1McGill Seismic Research Group, McGill University, Montreal, Canada. ([email protected]).
Horizon attributes (such as dip and azimuth) derived from horizons mapped in 3-D seismic volumes are commonly used by seismic interpreters to identify structural features. Curvature, another type of horizon attribute, is a two-dimensional property of a curve that quantifies the degree to which that curve deviates from a straight line.
Many different types of curvature may be defined for a surface that is curved (Figure 1). For example, curvature may be defined in the strike (KS), dip (KD) or contour (KC) direction. The orientation of maximum (Kmax) and minimum (Kmin) curvature may be different from strike, dip or contour curvature.
Curvature analysis has been used in terrain sciences for various purposes, including the definition of drainage networks. In the late 1990s, Andy Roberts (then with Enterprise Oil) illustrated how curvature could be used to define subtle structures that compartmentalize reservoirs in a field from the North Sea.
Horizontal Attributes in Defining Depositional Features
With this column we illustrate the use of horizon attributes to help define depositional features in 3-D seismic volumes from clastic and carbonate environments. We developed freeware that allows us to change the wavelength over which the curvature is calculated.
Curvature analysis of surfaces helps to remove the effects of regional dip, thus emphasizing small-scale features that might be associated with primary depositional features or small-scale faults. A tilted planar surface has dip but no curvature. When a surface is steeply dipping -- for example, on the limbs of a fold -- high dips can obscure subtle features on the surface. This problem is commonly referred to as "dip saturation." Curvature analysis identifies deviations from a planar surface, regardless of whether the surface is horizontal or tilted, and is therefore often more useful than conventional dip calculations for defining structural or stratigraphic features.
In the examples here we illustrate dip curvature draped over 3-D representations of surfaces. Curvature in the dip direction is a particularly useful tool because it emphasizes relief on a surface. We construct a color scale that gives approximately equal weight to both positive (concave down) and negative (concave up) curvatures.
Illumination angles were adjusted to further highlight features of interest.
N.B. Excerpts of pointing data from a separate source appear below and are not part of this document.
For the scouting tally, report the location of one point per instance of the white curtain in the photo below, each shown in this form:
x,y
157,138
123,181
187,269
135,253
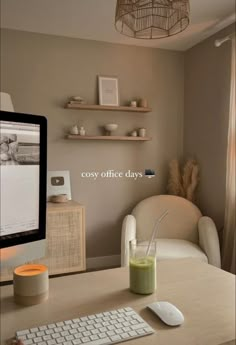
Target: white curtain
x,y
229,234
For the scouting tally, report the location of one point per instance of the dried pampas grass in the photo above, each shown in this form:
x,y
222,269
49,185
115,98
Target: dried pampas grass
x,y
184,185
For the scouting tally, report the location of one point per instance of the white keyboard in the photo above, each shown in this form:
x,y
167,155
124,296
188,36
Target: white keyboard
x,y
106,328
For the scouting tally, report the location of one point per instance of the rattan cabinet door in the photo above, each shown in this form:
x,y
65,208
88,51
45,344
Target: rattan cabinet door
x,y
65,239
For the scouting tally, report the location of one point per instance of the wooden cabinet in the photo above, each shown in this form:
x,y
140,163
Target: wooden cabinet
x,y
65,236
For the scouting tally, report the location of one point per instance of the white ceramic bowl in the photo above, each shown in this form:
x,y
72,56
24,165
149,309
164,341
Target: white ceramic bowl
x,y
111,127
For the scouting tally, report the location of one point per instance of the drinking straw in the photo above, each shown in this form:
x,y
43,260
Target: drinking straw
x,y
154,232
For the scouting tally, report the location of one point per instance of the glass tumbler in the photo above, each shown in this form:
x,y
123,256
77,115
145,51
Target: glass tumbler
x,y
142,267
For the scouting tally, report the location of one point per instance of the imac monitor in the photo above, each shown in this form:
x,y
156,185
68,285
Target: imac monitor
x,y
23,157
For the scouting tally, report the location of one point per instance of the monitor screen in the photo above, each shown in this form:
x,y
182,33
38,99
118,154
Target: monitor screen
x,y
23,178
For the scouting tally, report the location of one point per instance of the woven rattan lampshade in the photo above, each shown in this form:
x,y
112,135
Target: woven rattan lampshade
x,y
149,19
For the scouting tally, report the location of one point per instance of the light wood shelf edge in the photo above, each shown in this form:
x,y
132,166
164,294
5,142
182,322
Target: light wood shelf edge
x,y
119,138
105,107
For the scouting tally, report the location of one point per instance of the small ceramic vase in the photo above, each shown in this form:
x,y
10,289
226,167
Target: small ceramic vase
x,y
142,132
133,104
134,134
82,131
143,103
74,130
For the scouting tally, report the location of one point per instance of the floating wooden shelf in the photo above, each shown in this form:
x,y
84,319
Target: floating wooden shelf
x,y
106,107
119,138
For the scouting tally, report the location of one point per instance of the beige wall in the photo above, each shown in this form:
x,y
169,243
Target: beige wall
x,y
41,72
207,83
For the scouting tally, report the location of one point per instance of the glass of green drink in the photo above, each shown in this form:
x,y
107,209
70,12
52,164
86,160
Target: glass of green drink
x,y
142,268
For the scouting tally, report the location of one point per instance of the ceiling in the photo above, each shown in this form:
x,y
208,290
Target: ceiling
x,y
94,20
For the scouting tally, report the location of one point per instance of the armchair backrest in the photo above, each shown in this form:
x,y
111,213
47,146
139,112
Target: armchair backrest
x,y
180,223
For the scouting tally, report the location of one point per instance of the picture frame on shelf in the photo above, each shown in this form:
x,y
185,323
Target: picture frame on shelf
x,y
108,91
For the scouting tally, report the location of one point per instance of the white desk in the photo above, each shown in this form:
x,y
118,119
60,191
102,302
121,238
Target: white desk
x,y
205,295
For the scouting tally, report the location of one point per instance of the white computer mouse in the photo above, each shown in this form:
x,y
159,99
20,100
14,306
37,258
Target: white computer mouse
x,y
167,312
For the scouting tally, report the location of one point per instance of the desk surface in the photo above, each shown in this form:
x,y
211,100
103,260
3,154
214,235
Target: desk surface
x,y
205,295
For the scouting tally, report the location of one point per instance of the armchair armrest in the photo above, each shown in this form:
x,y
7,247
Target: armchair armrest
x,y
128,234
209,240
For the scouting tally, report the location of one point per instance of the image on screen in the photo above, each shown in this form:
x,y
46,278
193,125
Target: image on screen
x,y
19,169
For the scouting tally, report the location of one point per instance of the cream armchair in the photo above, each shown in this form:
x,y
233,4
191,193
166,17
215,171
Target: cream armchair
x,y
183,233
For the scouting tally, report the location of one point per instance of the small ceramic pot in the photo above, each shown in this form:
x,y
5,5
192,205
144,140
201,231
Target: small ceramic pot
x,y
74,130
133,104
143,103
82,131
134,134
142,132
Ideally, viewing angle, illumination angle, zoom and color bars should all be adjusted interactively during the interpretation process.
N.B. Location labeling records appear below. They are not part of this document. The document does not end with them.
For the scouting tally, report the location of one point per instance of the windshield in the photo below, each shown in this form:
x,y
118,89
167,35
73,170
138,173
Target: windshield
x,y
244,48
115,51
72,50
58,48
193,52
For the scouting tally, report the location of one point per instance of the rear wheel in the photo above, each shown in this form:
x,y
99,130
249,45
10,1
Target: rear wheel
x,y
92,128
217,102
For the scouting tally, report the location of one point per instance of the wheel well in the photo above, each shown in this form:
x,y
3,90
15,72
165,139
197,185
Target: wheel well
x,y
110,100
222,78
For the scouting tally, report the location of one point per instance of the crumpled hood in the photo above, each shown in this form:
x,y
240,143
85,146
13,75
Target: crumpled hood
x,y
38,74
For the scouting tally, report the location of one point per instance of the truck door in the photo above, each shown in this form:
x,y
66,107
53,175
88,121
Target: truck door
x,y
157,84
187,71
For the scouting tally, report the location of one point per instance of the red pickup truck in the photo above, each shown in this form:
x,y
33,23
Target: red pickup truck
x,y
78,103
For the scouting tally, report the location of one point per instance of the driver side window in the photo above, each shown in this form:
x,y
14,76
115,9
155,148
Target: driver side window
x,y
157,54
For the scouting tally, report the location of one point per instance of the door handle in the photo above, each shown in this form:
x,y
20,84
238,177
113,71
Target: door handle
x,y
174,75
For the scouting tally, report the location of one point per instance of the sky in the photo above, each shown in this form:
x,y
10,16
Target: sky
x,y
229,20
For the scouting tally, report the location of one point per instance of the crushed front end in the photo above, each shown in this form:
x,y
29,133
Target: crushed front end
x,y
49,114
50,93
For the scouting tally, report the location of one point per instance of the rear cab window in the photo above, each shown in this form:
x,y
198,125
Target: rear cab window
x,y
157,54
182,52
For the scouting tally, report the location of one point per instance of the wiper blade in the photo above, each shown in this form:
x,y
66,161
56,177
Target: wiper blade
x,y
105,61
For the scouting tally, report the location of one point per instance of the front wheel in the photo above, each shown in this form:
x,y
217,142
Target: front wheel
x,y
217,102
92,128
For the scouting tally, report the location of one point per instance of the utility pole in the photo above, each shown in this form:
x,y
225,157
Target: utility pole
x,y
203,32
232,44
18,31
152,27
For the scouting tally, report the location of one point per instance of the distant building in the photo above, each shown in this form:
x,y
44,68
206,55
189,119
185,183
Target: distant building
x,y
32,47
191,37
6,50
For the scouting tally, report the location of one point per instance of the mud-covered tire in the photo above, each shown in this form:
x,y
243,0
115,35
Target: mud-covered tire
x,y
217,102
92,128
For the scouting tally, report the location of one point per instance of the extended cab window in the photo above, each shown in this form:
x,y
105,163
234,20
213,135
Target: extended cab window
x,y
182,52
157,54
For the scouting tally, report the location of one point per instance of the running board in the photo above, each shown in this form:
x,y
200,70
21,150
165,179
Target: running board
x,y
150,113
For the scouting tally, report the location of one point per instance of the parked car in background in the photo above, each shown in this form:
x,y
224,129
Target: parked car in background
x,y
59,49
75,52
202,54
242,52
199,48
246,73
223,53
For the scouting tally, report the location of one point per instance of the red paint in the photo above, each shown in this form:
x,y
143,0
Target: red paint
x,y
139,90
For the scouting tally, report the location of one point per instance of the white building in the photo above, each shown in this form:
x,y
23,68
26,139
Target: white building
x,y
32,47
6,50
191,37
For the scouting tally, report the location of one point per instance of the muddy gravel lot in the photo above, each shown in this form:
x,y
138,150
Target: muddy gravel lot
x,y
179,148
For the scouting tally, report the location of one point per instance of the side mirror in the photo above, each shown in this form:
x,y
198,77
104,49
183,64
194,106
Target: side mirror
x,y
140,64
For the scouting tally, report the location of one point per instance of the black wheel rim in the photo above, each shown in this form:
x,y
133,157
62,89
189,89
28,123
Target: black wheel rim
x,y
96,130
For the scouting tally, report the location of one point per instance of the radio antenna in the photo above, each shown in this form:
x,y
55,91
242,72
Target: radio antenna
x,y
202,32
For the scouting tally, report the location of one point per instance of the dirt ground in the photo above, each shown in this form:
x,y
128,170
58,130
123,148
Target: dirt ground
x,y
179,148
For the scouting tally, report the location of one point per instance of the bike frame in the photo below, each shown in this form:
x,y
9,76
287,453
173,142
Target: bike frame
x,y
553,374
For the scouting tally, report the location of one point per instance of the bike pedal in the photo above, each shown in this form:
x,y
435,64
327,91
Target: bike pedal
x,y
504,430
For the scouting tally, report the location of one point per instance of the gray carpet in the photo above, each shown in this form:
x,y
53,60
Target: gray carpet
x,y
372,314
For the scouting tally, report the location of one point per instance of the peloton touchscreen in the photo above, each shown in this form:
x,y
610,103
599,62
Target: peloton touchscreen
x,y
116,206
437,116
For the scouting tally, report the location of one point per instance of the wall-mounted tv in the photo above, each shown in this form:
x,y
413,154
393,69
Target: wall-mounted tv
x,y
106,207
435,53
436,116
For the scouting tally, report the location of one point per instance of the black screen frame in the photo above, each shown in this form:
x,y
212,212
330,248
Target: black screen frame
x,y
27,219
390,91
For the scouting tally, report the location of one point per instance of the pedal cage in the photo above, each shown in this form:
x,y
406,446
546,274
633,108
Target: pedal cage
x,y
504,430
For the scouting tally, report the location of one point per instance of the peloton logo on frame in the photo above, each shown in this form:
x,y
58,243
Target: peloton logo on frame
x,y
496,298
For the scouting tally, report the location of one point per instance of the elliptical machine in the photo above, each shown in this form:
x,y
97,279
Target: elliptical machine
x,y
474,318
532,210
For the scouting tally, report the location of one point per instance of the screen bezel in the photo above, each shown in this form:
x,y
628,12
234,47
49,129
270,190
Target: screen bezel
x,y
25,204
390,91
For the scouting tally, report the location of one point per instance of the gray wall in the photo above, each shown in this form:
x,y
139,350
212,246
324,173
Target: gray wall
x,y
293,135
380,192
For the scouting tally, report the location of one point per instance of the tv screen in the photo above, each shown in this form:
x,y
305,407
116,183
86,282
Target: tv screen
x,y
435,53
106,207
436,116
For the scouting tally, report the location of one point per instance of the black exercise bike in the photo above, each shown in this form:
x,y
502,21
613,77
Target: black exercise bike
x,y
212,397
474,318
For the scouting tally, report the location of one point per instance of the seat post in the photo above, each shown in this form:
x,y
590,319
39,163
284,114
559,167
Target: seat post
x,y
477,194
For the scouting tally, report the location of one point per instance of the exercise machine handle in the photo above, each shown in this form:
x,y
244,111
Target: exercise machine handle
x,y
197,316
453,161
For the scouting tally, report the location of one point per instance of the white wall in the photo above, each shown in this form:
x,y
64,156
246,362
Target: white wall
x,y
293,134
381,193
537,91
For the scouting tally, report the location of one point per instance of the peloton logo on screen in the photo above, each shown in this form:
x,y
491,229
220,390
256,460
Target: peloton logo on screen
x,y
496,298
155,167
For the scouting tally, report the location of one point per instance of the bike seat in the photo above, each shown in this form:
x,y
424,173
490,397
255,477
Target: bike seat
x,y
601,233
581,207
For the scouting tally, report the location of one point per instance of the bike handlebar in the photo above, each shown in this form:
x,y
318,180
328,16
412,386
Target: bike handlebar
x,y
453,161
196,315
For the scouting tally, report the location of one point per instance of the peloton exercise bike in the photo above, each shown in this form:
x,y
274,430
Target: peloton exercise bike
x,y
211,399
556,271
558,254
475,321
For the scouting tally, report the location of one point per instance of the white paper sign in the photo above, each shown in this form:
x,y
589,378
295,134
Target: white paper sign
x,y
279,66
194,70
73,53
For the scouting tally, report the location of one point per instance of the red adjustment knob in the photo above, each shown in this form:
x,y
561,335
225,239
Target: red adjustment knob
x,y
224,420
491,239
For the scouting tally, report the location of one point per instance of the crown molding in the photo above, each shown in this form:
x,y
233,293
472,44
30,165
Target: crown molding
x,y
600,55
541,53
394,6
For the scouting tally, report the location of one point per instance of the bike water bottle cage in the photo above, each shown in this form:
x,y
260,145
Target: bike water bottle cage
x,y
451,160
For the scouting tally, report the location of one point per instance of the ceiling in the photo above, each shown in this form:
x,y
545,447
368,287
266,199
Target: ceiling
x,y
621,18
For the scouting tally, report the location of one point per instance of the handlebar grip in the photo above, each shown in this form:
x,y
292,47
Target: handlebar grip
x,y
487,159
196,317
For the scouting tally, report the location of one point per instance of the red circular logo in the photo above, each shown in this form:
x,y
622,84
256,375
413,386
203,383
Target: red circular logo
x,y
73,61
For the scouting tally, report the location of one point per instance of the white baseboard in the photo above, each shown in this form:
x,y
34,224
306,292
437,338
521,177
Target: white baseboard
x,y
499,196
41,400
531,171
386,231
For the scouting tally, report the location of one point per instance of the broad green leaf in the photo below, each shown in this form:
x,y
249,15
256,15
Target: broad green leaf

Figure 2a shows a time-structure map of the top of a Tertiary channel-levee complex from a deep-water setting. The axis of the channel is clearly evident, as is a regional dip to the left. The contours show long, curvilinear trends of uncertain origin. Figures 2b and 2c show dip curvature draped over time structure, with illumination to further help emphasize subtle features on the surface. In these views, portions of the surface with no curvature in the dip direction are shown in yellow and areas of concave-up (orange and red) and concave-down (green and blue) curvature are highlighted. The general depositional dip to the left is de-emphasized, with the result that edges associated with smaller-scale features become more visible.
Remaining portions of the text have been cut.